Dan perayaan Idul Adha kali ini terasa sangat menarik dan istimewa, sebab pada September ini juga (19-21 September 2016) khusus warga Ibukota DKI Jakarta melalui parpol-parpol, akan menyodorkan (mendaftarkan) nama-nama calon pasangan gubernur ke KPUD Jakarta, yang selanjutnya akan dipilih dalam Pilkada Februari 2017 mendatang.

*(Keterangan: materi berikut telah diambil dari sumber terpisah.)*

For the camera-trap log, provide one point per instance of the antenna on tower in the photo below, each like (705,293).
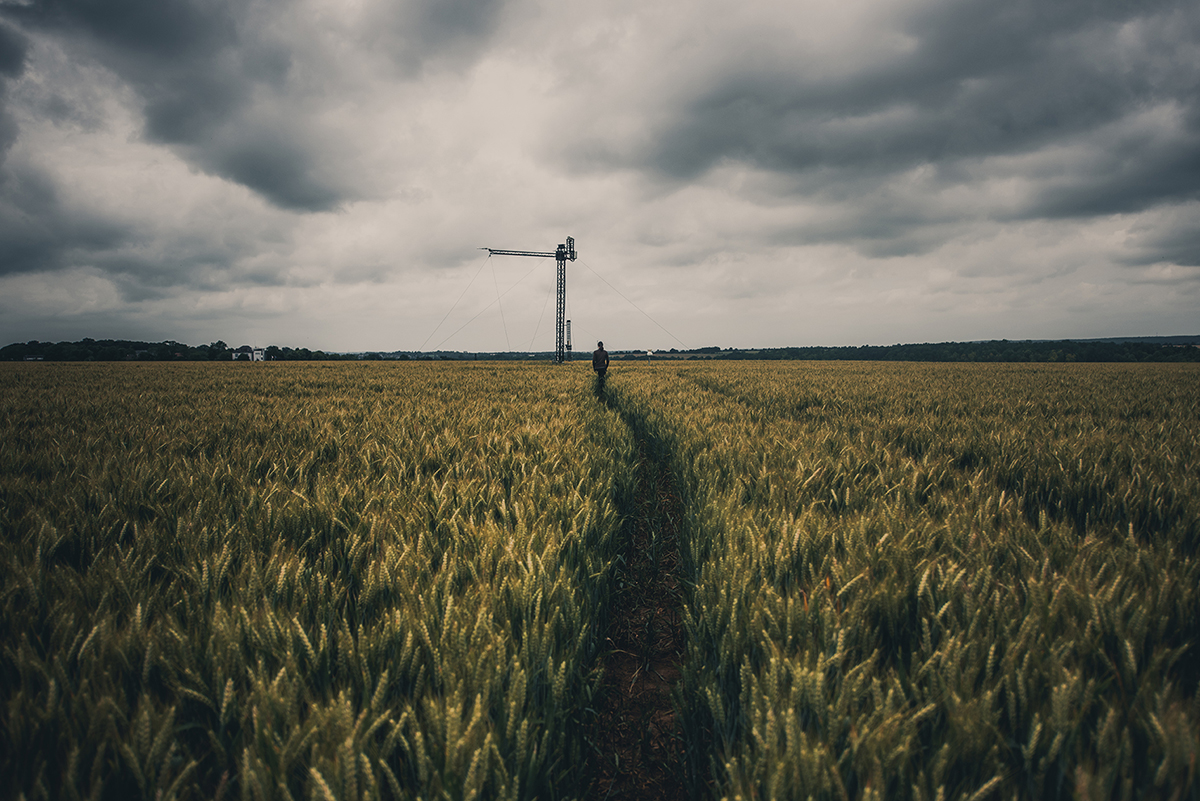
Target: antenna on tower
(563,253)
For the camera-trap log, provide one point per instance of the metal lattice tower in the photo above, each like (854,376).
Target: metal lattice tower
(562,254)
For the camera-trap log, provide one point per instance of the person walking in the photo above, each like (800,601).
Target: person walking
(600,365)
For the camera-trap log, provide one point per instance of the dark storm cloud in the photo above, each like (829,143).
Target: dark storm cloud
(13,48)
(984,79)
(39,233)
(201,66)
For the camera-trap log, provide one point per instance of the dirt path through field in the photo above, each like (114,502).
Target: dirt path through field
(639,752)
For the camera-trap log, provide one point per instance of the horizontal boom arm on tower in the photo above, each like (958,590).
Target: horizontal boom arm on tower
(495,252)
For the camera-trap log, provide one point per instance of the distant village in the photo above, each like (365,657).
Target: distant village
(1117,349)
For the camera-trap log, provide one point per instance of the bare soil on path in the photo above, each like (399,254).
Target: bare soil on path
(637,746)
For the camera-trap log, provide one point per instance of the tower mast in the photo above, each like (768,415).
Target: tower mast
(562,254)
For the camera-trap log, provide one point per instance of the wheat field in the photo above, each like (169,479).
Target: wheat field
(393,580)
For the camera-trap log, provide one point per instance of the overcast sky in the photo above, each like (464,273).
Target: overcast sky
(321,173)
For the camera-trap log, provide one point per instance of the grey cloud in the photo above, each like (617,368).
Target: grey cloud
(443,31)
(202,66)
(37,233)
(985,79)
(13,48)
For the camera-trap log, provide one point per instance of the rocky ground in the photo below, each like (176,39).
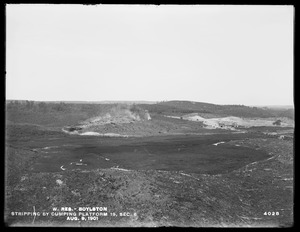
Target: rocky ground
(257,195)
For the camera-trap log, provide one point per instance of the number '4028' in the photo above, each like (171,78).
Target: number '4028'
(271,213)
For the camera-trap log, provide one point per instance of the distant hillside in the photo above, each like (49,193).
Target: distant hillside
(184,107)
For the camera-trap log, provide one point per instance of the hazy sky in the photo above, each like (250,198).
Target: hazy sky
(216,54)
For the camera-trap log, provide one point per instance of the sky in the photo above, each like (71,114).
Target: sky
(221,54)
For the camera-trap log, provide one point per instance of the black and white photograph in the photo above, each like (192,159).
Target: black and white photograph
(149,115)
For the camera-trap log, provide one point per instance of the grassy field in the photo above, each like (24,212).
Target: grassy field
(181,177)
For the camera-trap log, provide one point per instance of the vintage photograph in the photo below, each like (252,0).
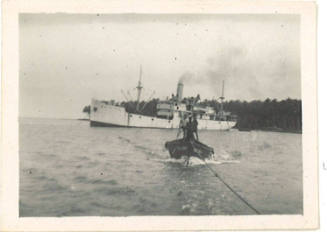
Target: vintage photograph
(160,114)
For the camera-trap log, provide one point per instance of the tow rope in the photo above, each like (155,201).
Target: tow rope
(231,189)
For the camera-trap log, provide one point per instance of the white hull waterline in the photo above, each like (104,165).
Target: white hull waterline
(103,114)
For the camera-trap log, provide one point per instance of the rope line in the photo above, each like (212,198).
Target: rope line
(231,189)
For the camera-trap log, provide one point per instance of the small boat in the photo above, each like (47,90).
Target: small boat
(181,147)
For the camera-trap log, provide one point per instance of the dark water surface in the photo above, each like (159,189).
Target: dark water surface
(70,169)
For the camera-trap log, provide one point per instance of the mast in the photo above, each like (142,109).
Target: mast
(221,110)
(139,88)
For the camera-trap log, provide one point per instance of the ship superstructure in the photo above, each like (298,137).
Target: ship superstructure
(168,115)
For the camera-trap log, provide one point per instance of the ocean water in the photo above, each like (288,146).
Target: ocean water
(70,169)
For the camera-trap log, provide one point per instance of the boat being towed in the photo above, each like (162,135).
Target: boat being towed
(182,147)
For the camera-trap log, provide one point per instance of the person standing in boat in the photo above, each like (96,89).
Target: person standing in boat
(195,127)
(182,126)
(189,130)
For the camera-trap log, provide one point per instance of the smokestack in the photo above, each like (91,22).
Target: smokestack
(179,93)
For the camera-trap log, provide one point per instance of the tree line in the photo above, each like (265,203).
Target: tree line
(284,115)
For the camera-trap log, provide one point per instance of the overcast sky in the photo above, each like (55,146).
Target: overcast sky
(65,60)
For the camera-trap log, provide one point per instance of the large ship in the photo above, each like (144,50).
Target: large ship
(168,113)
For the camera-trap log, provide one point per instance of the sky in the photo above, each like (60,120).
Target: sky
(67,59)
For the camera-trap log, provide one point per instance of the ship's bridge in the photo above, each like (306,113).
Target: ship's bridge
(167,109)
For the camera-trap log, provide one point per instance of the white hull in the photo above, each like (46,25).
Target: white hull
(102,114)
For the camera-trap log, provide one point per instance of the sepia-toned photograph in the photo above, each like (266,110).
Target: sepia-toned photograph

Sehingga itu, sebelum terlanjur memajukan (mendaftarkan) apalagi melahirkan pasangan gubernur, maka momentum Idul Adha yang baru saja ditunaikan itu hendaknya dapat dengan sungguh-sungguh diserap hikmahnya terutama bagi para parpol dan juga segenap warga DKI Jakarta.

Beberapa hikmah Idul Adha dimaksud yang dapat diimplementasikan dalam kaitan Pilkada Gubernur DKI Jakarta tersebut, yakni pertama, para partai politik (parpol) hendaknya mampu berkorban (mengorbankan) kepentingan (selera) partainya. Yaitu, dengan tidak memaksakan diri memajukan seorang sosok dari internal partainya ketika tahu ada sosok lain yang lebih dikehendaki oleh sebagian besar rakyat.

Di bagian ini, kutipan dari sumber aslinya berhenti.